I wrote and re-wrote this blog so many times. Sharing the negative sides of my illness is so well… so negative. So if you want to read something inspiring, skip this bad boy and come back in a few days. I will post more pictures of Bubba. Promise.
After my fourth (and most horrendous) round of chemo, I ran into some friends who read my blog. They all asked me how I felt. The natural answer is, “So much better than before!” Then, after seeing the puzzled looks on their face, I realized I never went “there” on my blog. I never told you how it felt to feel like I was dying from the side effects of chemotherapy. Maybe I’m being a touch dramatic. Maybe. But being a self-proclaimed tough bitch makes me feel somewhat of an expert on just about… everything. (Kidding – this is sarcasm people.)
I wrote this piece on June 5th (just a few days after my fourth round) so that I could go and back read it and remember what it felt like. I didn’t write this down to share, but for me to read. There is some sort of coping mechanism that kicks in when horrible things happen that the details fade away so your mind doesn’t have to “go there” again. Well at least that’s what happens in my mind. I wanted to get it all down as it was still fresh in my head.
As my good friend said recently, “You aren’t the kind of girl that likes a pity party!” He’s right. So I’m not sharing for sympathy, but rather to give my friends insight.
I chose to name is post “The Terrible Awful”. If you watched the movie or read the book “The Help” you understand. It was so terrible and so awful I couldn’t even name it.
How the second worse day of my life (so far) felt… This was three days post chemo (regimen #1 – round 4) and the first day of an upper respiration cold.
Let’s start from head to toe
1) The head:
A) a headache (probably from dry heaving and vomiting)
B) jaw pain from grinding in my sleep (chemo side effect)

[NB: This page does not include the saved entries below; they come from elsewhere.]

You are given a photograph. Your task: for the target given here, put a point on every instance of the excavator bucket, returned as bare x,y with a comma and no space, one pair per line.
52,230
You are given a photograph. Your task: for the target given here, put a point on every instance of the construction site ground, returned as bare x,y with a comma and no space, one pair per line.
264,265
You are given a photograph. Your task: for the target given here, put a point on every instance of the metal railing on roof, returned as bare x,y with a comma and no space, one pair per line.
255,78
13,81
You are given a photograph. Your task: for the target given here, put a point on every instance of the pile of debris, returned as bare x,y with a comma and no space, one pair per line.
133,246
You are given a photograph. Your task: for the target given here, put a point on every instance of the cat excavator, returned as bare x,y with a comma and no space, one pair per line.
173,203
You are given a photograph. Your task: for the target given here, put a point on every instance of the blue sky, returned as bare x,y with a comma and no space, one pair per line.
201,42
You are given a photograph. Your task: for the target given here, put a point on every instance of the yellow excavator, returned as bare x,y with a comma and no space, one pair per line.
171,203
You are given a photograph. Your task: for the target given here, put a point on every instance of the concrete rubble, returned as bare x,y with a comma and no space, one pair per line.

C) nose full of snot and constantly blowing (side effect from chest cold)
D) blurred vision (chemo)
E) sores in my mouth (lack of white blood cells)
a.) more sores from biting on my cheeks while eating. I felt like after every round I had to reteach my mouth how to chew. It’s like my body would forget how to function for a few days. Sounds strange and like I made that one up, but it’s how I felt.
F) picky mouth – unable to eat food that is too sweet, too salty, too spicy because of soars. Try sticking to a non-dairy, wheat free, vegetarian and no sugar diet. Basically I was confined to apple sauce.
G) ringing in my ears (chemo side effect)
H) dry mouth (cannabis and chemo side effect)
I) dry lips (chemo side effect)
J) an emotional wreck (it’s really hard not to think about death when you feel like you are actually dying)
K) neck pain, which I’ve had for a long time (this time it was because of the wrenching feeling you get from intense vomiting)
L) sinus pressure (from head cold)
2) The rest of my body:
A) serve respiratory distress – coughing or more like hacking from cold with loose phlegm that I kept choking on that would make me start to throw up but if I had no food to throw up dry heave (from head cold)
B) port pain – which is on the upper right chest are of my body (probably from accessing it so many times)
C) pain in my right upper abdomen (from the liver cancer)
D) right shoulder pain (from referred liver pain)
Notice the “right” theme here?
E) pain on the outer abs from dry heaving
F) pain on my very low back (side effect from bone marrow expanding – med used to boost blood counts)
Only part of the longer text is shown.